福武父子のことを持ち出す以前に、英語の検定試験に関しても、国語の採点業務にしても、ベネッセ・コーポレーションにとってはリスクの大きな仕事です。伝統的な本業であった参考書や模擬試験の事業との間では「利害相反」を起こす危険もありますし、何よりも入試や検定でミスを発生させたら本業への信頼にも傷がつくからです。
そうなのですが、それでも最終的に引き受けたのには、様々な要素があると思います。
まず英語検定に関しては、私は今でも本命はTOEFLだと思っていますが、TOEFLには受験料が高過ぎるという難点があります。一回230ドル、円換算で2万5,000円というのは問題です。また、TOEFLには「先進国で教育水準の高い日本で途上国並みの平均点しか出ない」という問題があります。つまり、日本人の音声認識や記憶法などとは相性が悪いのです。
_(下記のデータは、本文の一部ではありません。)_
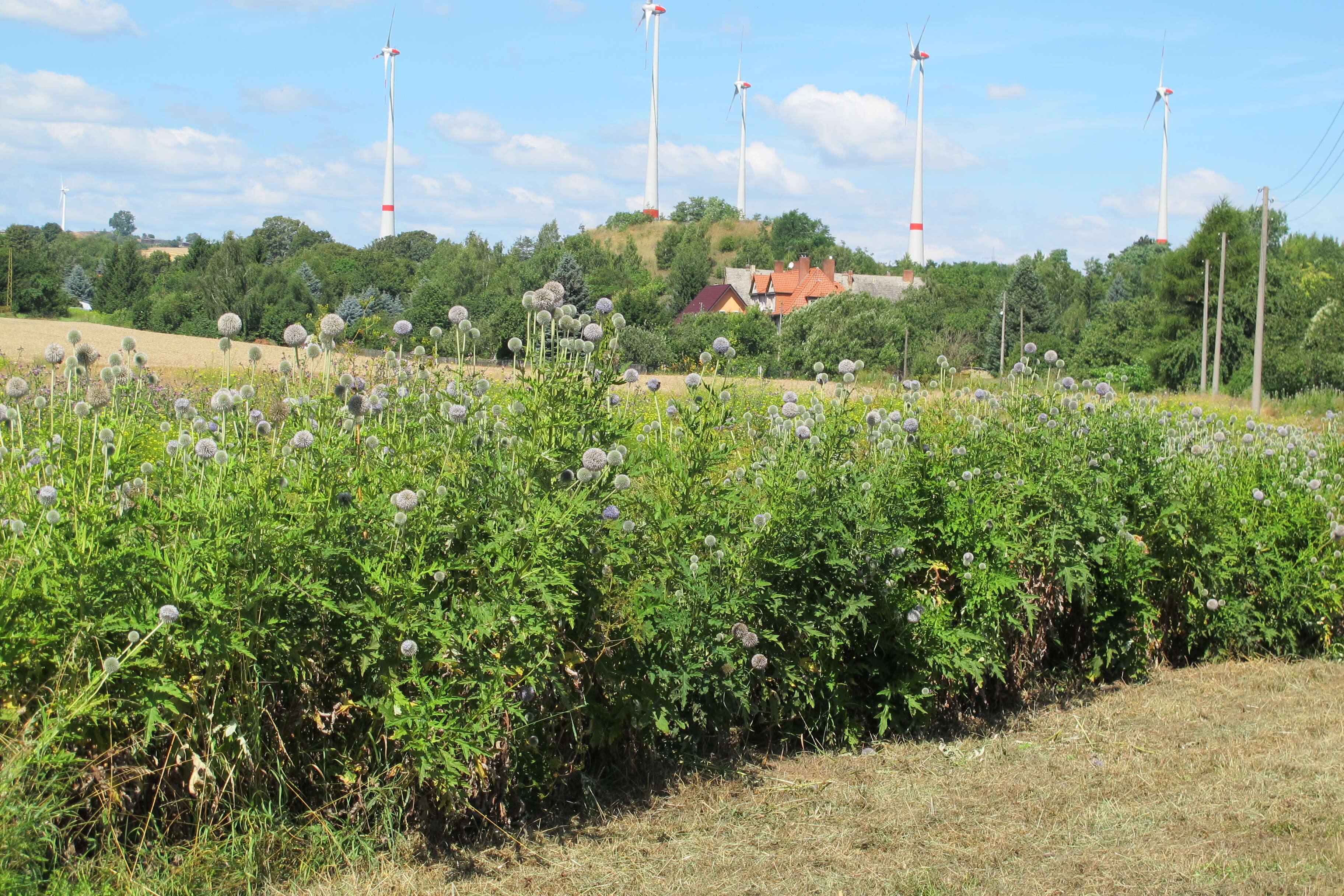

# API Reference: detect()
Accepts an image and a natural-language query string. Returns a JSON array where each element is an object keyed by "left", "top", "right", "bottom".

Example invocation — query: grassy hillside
[{"left": 589, "top": 219, "right": 761, "bottom": 274}]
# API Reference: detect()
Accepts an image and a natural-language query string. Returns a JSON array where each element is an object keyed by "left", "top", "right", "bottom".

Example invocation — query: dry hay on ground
[{"left": 289, "top": 662, "right": 1344, "bottom": 896}]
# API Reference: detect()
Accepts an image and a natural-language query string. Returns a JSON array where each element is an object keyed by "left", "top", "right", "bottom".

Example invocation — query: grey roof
[{"left": 836, "top": 274, "right": 923, "bottom": 301}]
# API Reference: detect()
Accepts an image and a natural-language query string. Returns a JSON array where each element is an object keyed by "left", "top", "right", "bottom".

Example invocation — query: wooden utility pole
[
  {"left": 998, "top": 290, "right": 1008, "bottom": 376},
  {"left": 1214, "top": 232, "right": 1227, "bottom": 395},
  {"left": 1251, "top": 187, "right": 1269, "bottom": 414},
  {"left": 1199, "top": 258, "right": 1208, "bottom": 392}
]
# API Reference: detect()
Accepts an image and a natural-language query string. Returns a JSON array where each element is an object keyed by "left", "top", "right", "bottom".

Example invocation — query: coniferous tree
[
  {"left": 62, "top": 265, "right": 94, "bottom": 306},
  {"left": 551, "top": 252, "right": 595, "bottom": 312},
  {"left": 298, "top": 262, "right": 323, "bottom": 302},
  {"left": 668, "top": 230, "right": 714, "bottom": 308},
  {"left": 94, "top": 241, "right": 148, "bottom": 313}
]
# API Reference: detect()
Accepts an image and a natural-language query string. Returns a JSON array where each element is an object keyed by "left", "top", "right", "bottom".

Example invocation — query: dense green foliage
[
  {"left": 0, "top": 300, "right": 1344, "bottom": 893},
  {"left": 4, "top": 196, "right": 1344, "bottom": 395}
]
かといって、日本や韓国の受験生に配慮して別コンセプトで作ったTOEIC(結局は民間試験参加を辞退しましたが)では易しすぎるし、ということで改めて日本市場向けに白紙からの開発をしたのが、ベネッセのGTECなのだと思います(私はその内容を精査はしていないので、日本人向けということが過度になると、結局は高得点を出しても話せない、聞き取れないということになる懸念は持っていますが)。
では、どうして民間なのかということですが、これは仮に民間ではなく、大学入試は大学によって実施するとして、4技能判定を行うノウハウと、マンパワーは大学にはないからです。
一方で、国語や数学の「記述式」についても民間委託への批判が出ています。こちらに関しても同じことで、民間がそんなことを引き受けるのは本来いいことではないし、引き受ける企業としてもリスクがあるので、ものすごくエキサイトしてやっているのではないと思います。
どうして「記述式」の採点を民間委託するのかというと、大学の現場はもうヘトヘトで負荷はかけられないからです。ただでさえ、国公立も私立も、入試シーズンの1月から3月までは「禁足令」が出ていて、教員は海外でどんなに重要な学会があっても出張禁止、主要な調査活動も禁止になっています。そのために、日本の研究水準、学説などの発信能力に問題が出ているのです。
では高校にやらせればいいとか、高校の先生に監督をという話もありますが、これこそ「利害相反」になります。高校教師はその高校からの進学実績が良ければ評価が上がるわけで、「先生だから公正な採点をするだろう」などという見方はできません。
ということで、消去法で民間委託となっているわけです。しかも不祥事が出れば、企業イメージは潰れますから、文科省としては気楽というわけです。
じゃあ、左派はどうして民間委託に反対しているのかというと、受験生や親、高校の不安心理を政治的に利用しようとしているのに加えて、大学でのポジションを増やして組合的な既得権を太らせようとしているのかもしれません。
いずれにしても、英語の4技能試験を先送りし、今度は記述式にもイチャモンというのは改革には逆行です。何度も申し上げますが、ここは萩生田大臣の首と引き換えに、改革を死守すべきでした。
同時にベネッセなど民間業者に関して言えば、利害相反疑惑や利益誘導、不正などを批判されるリスクが大きいのですから、入試関係の業務は非営利団体などに移管すべきと思います。
アメリカの場合では、SATやTOEFLの開発は民間委託とは言え、ETSという非営利団体がやっています。これにならって、社会的信頼を得るべきではないかと考えます。本件に関する私の見解としては以上です。